Jennifer Burgin was one of the educators who joined us at the 2018 Explorers Festival. Jennifer is an educator at Oakridge Elementary in Arlington, Virginia, a part of Arlington Public Schools. She was named Arlington Teacher of the Year in 2016 and has co-authored a nonfiction children’s book, A is for Arlington. As a 2017 Grosvenor Teacher Fellow, Jennifer shared her experiences over the last year, her work after completing an expedition to the Galápagos Islands, and her plans for future exploration. For more from Jennifer, follow her on Twitter @MrsJBurgin or on her blog, Educator Explorer.
This interview has been edited and condensed.
Tell us a little bit about yourself, your background in education and what makes you passionate about your work.
It’s funny because I never thought I would be an educator. I had these other plans, but people in my life kept encouraging me to look at education. Not realizing that something was already part of my identity and part of who I am in my strengths was a really interesting experience for me.
Fast-forward a little bit in my career, and the next step was becoming a teacher-leader. I always thought that as an educator, that’s all you did: you taught children. But here I was given the opportunity to lead educators, so there was another thing that I thought I’d never end up doing.
I think the most recent thing that’s been a surprise for me has been being an educator-explorer. I always joke with people at National Geographic that I was a self-proclaimed indoor cat. I spent a lot of time playing inside and working inside. Right now, my identity as an educator is shifting as I work to get children to think not only outside the classroom but to go virtually or through literature and online platforms to explore other places and to think of themselves as people who go further.
How did you incorporate lessons from your Galápagos expedition back into the classroom?
I had this great plan for my second-grade classroom heading into the Galápagos expedition. I gathered what I needed for my plan, and when I came back, my principal sat me down and said, “I have this vision of you in kindergarten, will you go?”
I said yes! I was excited about it, but then I thought about all my plans. How am I supposed to share Galápagos now? I had a little bit of a shame period where I was unsure about what I was going to do. So I wrote to people on the National Geographic Educator Community because I was stuck. I didn’t know how to do this with kindergarteners. Even though it’s only a two-year difference, they are very different people; this is the foundation of their educational path.
After some time, I put the shame aside. I had to push forward, go through my certification and tell my story—and my children deserve that story!
It just so happened that we were given the opportunity to adopt a 25-year-old aquatic turtle named Rocky, and the children were so fascinated by her. Just the simplicity of her walking, climbing or eating fascinated them, and I realized that she was my gateway.
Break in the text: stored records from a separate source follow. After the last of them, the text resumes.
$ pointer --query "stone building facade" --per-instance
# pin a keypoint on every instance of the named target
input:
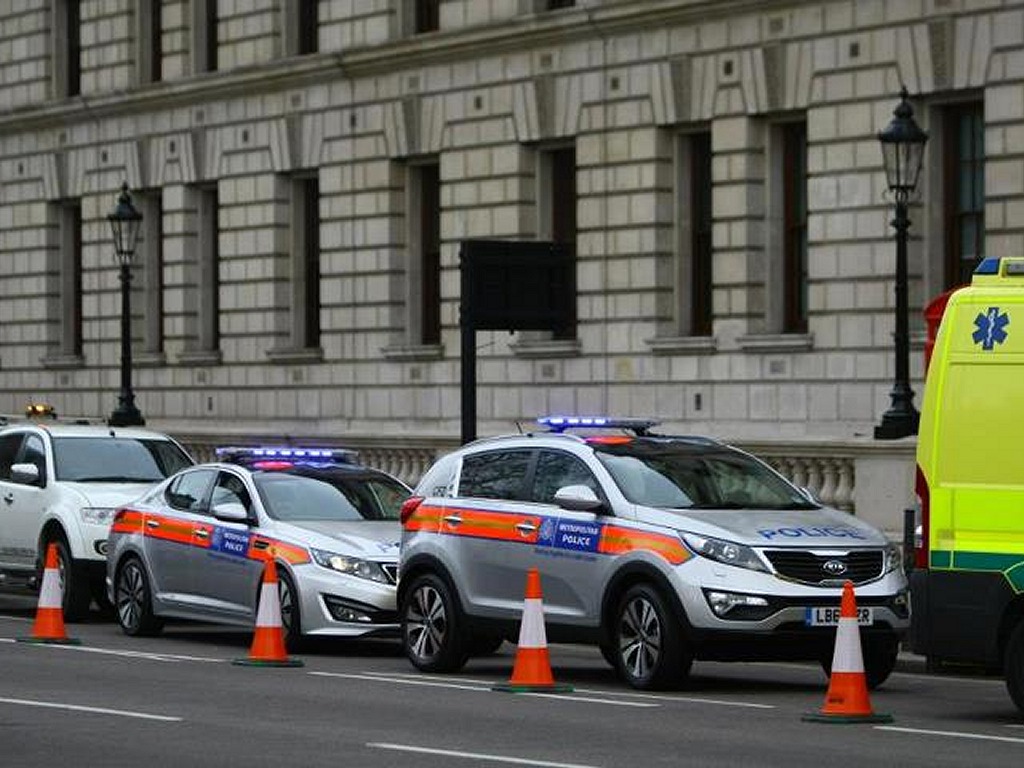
(307, 171)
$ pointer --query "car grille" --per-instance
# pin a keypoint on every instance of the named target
(810, 567)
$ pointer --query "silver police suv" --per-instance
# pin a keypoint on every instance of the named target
(660, 550)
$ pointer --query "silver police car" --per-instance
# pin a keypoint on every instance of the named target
(660, 550)
(195, 547)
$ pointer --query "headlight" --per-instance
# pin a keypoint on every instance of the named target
(726, 552)
(894, 557)
(97, 515)
(350, 565)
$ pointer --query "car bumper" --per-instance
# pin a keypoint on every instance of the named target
(334, 604)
I decided I was going to connect the children to Galápagos through Rocky. So I began a unit on living things, and the lens was turtles and tortoises. We took field notes on Rocky, we imitated turtles, tortoises, and sea turtles with our bodies, and the unit ended with the children doing a research project. They got to pick a tortoise, a turtle, or a sea turtle, and illustrate their knowledge and why they care about the creature. It was really beautiful.
At first, I was really ashamed because I thought I didn’t have anything—and it turns out I had everything, I just needed to be comfortable shifting.
You’ve written a blog post for us in the past, and in it, you described how exploring beyond your comfort zone is “where the magic happens.” What topic do you want to explore next?
I am putting together a TED Talk with a good friend of mine who is the Virginia teacher of the year. I’m not sure if I’ll ever get to do the TED Talk but it’s all about identity and how when you think you’re one thing it can be really hard to change that. It is especially difficult when you’re known for being good at one thing. I earned the Grosvenor Teacher Fellowship as a second-grade teacher and the year before that my county awarded me teacher of the year as a second-grade teacher. I dealt with a lot of identity-shifting where I asked myself, if I’m not a second-grade teacher, what’s my value? Do I still have a place? Am I still good enough? It was a really vulnerable place so that’s why I am exploring identity right now.
In the same blog post, you also encourage educators to see themselves as explorers. How would you advise educators to encourage their students to do the same?
I think mentoring with someone who is an explorer. For example, the Explorer Classroom program—I think that’s a great gateway to connecting students with experts in their fields. Also asking to be partnered with someone either through National Geographic or even someone in your community who can contribute to the learning experience in your classroom. Finding people who can be experts and asking them to come in and participate.
Children love meeting people who do something specific, something that they’ve mastered and have become experts in. When children are able to mimic those experts, it inspires them to put the same amount of dedication into their work.